Please share specific tips for effectively managing your time and schedule.
- When I worked in a large corporation I always maintained my own calendar and managed my own travel arrangements. This may have meant a little more time on my side to do it, but I felt more in control and I could balance professional obligations with my personal commitments w/o ever feeling like I had to justify anything to others.
- If I had a task to do I scheduled it on my calendar. If I needed to develop a presentation I would block time on my calendar. If I needed to fill out expense reports I scheduled 30 minutes during the day to do it. If I needed to schedule a dentist appointment, I booked 15 minutes on my calendar to complete it. This helped me avoid having a day full of meetings and where I had to begin “real work” at 8pm.
Please share your favorite efficiencies and timesavers.
- I write/type everything down: To Do Lists, calendar appointments, or sticky notes on my computer as a reminder. If it doesn’t get written down, it doesn’t get done.
- I keep a pad and pen by my bedside. This way if I wake up at night thinking about something I need to do I write it down and get it out of my mind. Otherwise I am up all night worrying about it
- Every Sunday evening my family sits down after dinner and we review the weekly calendar. Now the kids specifically ask for this because they want to know what’s planned and have input on activities.
- We have 2 family wall calendars: a monthly view and weekly view. These are large white boards in the kitchen which help everyone know what is happening. It helps answer the constant questions, “What are we doing today?” or “When is X happening?” It’s also a great visual to see when everyone is getting oversheduled!
Is there anything you would like to share about work-life mix?

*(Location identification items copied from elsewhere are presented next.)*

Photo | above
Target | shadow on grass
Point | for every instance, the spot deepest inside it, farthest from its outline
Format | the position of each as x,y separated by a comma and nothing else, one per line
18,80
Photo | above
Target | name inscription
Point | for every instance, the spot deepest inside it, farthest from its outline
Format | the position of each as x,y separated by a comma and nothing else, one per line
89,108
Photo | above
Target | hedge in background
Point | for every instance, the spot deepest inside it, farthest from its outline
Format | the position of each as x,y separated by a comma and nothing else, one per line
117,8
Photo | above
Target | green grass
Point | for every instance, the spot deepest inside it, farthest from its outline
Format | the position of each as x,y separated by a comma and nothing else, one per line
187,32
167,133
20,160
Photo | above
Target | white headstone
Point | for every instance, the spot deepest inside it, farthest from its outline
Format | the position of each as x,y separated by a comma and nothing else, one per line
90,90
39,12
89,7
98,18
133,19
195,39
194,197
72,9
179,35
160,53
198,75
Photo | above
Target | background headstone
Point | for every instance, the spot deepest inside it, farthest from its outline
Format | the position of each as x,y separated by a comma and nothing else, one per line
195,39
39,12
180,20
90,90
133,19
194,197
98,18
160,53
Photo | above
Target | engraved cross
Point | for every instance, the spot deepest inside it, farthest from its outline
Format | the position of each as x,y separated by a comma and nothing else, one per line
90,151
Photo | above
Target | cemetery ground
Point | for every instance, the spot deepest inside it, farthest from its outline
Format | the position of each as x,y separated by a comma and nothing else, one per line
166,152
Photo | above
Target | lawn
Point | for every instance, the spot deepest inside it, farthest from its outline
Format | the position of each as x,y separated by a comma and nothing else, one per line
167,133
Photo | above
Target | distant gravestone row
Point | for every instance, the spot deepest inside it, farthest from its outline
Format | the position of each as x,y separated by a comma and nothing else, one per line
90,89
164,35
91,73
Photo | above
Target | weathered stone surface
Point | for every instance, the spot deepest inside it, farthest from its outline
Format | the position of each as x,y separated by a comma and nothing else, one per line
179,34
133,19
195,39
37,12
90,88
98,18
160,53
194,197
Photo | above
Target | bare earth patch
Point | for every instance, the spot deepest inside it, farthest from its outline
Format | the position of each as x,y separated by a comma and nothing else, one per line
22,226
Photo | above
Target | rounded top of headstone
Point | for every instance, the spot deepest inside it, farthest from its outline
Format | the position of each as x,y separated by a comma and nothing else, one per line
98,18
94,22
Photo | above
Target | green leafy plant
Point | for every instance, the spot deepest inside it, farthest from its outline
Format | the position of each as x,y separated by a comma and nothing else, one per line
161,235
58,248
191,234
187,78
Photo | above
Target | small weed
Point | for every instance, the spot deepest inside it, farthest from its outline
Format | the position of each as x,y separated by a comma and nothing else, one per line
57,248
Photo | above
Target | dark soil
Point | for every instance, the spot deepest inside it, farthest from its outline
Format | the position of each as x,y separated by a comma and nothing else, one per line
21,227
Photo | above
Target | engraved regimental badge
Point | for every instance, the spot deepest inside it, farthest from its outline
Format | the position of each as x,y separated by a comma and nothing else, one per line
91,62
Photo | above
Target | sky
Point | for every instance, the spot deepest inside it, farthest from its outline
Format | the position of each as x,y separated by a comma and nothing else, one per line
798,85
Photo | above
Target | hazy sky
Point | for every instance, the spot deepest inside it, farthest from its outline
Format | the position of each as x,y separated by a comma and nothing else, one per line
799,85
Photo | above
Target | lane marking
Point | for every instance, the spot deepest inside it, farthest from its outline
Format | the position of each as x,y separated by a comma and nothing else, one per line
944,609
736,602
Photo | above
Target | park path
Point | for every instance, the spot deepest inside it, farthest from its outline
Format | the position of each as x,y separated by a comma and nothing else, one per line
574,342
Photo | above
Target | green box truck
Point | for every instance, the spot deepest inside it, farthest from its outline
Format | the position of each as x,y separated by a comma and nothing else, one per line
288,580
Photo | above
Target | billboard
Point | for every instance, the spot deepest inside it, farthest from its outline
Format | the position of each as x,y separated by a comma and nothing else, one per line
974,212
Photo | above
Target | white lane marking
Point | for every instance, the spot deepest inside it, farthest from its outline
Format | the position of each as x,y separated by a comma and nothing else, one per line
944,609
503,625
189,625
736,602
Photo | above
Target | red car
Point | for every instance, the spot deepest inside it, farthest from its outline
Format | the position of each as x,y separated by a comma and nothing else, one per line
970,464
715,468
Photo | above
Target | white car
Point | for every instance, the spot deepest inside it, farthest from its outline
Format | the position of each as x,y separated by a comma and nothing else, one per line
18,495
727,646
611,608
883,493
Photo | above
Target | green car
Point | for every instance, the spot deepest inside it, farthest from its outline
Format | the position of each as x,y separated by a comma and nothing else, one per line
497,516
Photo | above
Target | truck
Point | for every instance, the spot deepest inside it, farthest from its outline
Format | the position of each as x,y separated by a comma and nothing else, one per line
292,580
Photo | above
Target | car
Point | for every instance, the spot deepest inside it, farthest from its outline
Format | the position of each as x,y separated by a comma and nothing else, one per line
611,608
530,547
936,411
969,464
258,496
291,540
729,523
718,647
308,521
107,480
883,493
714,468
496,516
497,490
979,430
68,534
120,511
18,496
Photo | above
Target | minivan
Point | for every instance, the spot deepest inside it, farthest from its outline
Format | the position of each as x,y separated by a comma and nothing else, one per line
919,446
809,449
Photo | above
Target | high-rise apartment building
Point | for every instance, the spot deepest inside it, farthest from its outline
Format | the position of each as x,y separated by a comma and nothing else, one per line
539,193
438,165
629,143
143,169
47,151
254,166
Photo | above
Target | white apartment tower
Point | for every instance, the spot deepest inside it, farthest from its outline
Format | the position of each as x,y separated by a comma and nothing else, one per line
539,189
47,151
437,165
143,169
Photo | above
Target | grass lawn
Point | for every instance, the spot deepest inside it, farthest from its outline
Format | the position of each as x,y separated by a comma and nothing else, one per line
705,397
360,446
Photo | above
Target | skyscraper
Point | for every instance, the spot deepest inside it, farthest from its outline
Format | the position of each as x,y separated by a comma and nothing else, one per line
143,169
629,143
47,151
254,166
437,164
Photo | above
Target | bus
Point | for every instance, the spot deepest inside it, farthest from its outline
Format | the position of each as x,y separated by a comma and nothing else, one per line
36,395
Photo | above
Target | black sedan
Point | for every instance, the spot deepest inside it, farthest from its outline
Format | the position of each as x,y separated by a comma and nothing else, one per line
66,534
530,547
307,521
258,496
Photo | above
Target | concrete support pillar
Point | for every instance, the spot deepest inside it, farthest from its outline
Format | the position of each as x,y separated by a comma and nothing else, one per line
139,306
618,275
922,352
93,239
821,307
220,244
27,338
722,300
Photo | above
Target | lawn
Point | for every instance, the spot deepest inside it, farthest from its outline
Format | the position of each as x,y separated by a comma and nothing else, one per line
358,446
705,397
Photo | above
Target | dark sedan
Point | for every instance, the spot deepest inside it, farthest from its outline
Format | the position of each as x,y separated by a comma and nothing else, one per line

I continue to share with younger professionals that they should listen to their gut feelings, share their thoughts with others and collaborate on solutions. When I worked fulltime and my son was 10 months old I knew I didn’t feel right. I took a chance and approached senior leadership saying I wanted to work part-time even though that was not conventional. Fortunately I had sought out the right mentors and leaders and we identified a role that would benefit both myself and my employer. If I had not taken the time to identify my needs, or talk to leadership about it, I may have left the company feeling very negative and would not have given them the opportunity to demonstrate their flexibility.
I worked part-time for the next 8 years and during that time I realized the company valued my years of experience and skills, and that I valued their willingness to try new working models.
Keep the communications open and honest. Ask yourself, “What does my company need and what do I need?” Even during those 8 years of working part-time my personal needs changed from working 3 days and having 2 days off, to as my kids got older, working 4 days from 8-3pm. Ask yourself, “What is the value I bring and how does my needs fit into what is best for the company?” By having truthful conversations and being open to new ideas, we can all help ourselves find the right mix.